Redes sociales, acceso a internet, videojuegos, vídeos sin supervisión o distracciones constantes son algunos de los motivos que llevan a muchas familias a buscar alternativas.
En este contexto han ganado popularidad los relojes teléfono para niños, dispositivos que permiten mantenerse en contacto con los hijos sin ofrecer todas las funciones de un smartphone.

¿Qué es un reloj teléfono infantil?
A simple vista parece un reloj inteligente normal. Sin embargo, incorpora una tarjeta SIM que permite realizar llamadas, enviar mensajes y, en muchos modelos, conocer la ubicación aproximada del niño mediante GPS.
Su objetivo principal no es el entretenimiento, sino la comunicación y la seguridad.
¿Por qué cada vez más familias los utilizan?
Los relojes teléfono ofrecen varias ventajas:
- Permiten llamar a los padres.
- Los padres pueden llamar al niño.
- Incorporan funciones de localización.
- No suelen incluir redes sociales.
- Reducen las distracciones asociadas a los móviles.
- Son fáciles de llevar encima.
Para muchos niños representan además una primera experiencia de responsabilidad tecnológica.
Funciones más habituales
Las características pueden variar según el modelo, pero las más comunes son:
- Llamadas de voz.
- Videollamadas.
- GPS.
- Botón SOS.
- Agenda de contactos autorizados.
- Mensajes de voz.
- Alarmas y recordatorios.
- Resistencia al agua.
Algunos también incluyen podómetro o funciones básicas de actividad física.
El botón SOS
Una de las funciones más valoradas por muchos padres es el botón SOS. Al activarlo, el reloj realiza llamadas automáticas o envía alertas a los contactos configurados previamente.

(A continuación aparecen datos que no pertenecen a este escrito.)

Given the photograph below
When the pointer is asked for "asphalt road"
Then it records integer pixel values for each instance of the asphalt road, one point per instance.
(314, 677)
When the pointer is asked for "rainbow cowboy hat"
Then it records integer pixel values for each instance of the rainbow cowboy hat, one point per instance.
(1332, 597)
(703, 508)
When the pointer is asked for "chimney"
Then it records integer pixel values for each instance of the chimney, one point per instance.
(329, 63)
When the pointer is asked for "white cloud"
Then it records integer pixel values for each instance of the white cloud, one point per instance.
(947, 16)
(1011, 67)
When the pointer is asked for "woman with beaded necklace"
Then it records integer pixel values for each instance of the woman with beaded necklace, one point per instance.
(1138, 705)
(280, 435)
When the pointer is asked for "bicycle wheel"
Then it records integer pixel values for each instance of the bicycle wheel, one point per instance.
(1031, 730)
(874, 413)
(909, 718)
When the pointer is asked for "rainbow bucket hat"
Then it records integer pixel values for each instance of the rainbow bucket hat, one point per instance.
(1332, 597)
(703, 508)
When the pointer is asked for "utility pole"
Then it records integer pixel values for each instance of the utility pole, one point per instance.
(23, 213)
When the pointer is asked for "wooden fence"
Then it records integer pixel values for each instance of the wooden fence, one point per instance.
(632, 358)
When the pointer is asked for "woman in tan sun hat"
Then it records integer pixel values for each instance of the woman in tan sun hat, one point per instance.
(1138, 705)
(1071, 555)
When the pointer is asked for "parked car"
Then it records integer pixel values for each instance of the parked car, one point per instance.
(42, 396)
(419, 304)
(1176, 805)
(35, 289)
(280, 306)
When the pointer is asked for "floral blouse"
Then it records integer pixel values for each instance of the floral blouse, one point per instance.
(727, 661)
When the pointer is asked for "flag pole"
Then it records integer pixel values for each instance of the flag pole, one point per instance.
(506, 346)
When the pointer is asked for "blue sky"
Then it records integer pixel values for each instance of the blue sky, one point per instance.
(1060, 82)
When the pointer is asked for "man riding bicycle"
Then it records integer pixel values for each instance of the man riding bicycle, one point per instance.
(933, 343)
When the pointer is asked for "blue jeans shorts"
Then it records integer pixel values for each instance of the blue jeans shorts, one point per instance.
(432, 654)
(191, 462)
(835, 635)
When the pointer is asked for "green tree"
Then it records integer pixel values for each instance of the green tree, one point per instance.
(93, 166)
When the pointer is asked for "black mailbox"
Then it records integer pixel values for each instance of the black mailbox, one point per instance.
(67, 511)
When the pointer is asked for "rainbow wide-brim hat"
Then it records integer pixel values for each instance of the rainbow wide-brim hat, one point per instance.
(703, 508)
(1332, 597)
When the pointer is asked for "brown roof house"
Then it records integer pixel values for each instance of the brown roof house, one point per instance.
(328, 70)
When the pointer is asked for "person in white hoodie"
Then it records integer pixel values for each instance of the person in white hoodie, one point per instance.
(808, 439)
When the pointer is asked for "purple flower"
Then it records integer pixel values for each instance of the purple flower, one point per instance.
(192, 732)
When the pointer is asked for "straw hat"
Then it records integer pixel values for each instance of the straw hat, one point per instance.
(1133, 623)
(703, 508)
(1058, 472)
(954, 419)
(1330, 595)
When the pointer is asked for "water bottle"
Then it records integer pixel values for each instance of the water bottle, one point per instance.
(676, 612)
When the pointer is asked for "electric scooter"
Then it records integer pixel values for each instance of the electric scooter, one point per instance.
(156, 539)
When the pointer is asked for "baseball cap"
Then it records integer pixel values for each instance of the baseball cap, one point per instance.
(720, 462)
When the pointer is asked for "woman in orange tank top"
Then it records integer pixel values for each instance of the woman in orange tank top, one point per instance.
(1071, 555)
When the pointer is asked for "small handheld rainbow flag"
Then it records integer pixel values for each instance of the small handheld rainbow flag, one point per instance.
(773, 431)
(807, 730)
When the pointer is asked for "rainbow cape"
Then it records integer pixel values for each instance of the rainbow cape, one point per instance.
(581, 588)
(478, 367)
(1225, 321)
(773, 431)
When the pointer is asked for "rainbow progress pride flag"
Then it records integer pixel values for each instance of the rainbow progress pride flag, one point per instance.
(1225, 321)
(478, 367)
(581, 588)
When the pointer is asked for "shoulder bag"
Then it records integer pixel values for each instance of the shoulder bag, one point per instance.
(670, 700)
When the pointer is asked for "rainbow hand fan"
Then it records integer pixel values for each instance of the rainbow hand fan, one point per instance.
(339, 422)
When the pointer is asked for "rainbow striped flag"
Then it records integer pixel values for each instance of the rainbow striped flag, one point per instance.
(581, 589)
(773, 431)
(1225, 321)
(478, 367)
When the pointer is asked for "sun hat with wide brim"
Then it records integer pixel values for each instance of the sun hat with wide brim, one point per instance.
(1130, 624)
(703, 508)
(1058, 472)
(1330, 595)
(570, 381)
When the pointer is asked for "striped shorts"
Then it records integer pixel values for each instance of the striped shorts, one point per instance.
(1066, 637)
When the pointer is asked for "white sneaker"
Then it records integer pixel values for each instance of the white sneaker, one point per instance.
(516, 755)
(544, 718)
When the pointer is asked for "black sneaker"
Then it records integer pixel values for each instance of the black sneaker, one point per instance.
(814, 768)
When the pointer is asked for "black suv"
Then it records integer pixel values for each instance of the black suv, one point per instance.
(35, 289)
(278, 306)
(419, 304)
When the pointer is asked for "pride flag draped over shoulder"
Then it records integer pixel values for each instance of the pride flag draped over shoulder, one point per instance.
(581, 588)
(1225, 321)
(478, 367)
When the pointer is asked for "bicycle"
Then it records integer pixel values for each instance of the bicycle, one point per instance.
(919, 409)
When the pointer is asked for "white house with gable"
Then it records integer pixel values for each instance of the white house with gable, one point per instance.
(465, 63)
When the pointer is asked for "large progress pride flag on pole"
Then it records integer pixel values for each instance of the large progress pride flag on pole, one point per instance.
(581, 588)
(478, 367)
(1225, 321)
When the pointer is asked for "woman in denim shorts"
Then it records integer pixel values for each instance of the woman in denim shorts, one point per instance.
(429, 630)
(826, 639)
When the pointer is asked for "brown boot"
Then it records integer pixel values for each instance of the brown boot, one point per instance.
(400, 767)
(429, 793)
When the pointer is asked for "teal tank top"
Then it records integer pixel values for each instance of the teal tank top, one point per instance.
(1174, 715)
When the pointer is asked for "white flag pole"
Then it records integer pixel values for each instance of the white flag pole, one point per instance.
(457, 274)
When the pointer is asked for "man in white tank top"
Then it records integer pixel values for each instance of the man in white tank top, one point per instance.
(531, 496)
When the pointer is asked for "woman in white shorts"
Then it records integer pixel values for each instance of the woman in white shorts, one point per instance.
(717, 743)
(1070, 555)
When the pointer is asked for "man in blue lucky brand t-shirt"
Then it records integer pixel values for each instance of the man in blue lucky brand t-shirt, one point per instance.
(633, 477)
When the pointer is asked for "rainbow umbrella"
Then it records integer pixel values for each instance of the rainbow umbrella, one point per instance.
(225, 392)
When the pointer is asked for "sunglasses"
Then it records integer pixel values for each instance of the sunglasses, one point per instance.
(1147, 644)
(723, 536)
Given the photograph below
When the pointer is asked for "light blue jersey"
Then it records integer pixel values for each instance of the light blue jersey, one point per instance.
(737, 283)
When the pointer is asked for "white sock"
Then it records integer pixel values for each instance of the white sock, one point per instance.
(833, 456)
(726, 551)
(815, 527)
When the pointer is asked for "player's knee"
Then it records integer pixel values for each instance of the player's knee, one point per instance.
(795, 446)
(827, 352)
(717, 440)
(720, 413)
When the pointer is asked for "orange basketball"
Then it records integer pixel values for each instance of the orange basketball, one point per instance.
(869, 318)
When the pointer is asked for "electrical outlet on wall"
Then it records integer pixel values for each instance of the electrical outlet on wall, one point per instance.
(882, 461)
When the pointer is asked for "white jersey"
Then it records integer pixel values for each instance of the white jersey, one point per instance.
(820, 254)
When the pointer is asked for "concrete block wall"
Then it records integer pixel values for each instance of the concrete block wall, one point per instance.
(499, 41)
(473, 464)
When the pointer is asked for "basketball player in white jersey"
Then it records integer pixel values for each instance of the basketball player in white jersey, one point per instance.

Puede resultar útil en situaciones de emergencia o cuando el niño necesita ayuda rápidamente.

¿A qué edad tienen sentido?
No existe una edad perfecta.
Muchas familias los consideran especialmente interesantes entre los 7 y los 12 años, cuando los niños comienzan a desplazarse con mayor autonomía para ir al colegio, actividades deportivas o casas de amigos.
Sin embargo, cada situación familiar es diferente.
Ventajas frente a un smartphone
Comparados con un teléfono móvil convencional, los relojes infantiles suelen presentar:
- Menor riesgo de uso excesivo.
- Menos acceso a contenidos inapropiados.
- Menos distracciones durante las clases.
- Mayor simplicidad de uso.
- Menor dependencia de pantallas.
Por eso algunas familias los consideran una etapa intermedia antes de adquirir un móvil completo.
Aspectos a tener en cuenta antes de comprar uno
Antes de elegir un modelo conviene revisar:
- Calidad del GPS.
- Duración de la batería.
- Compatibilidad con operadores móviles.
- Resistencia al agua.
- Facilidad de uso.
- Aplicación de control parental.
- Coste de la tarjeta SIM.
Estos factores suelen marcar diferencias importantes entre unos modelos y otros.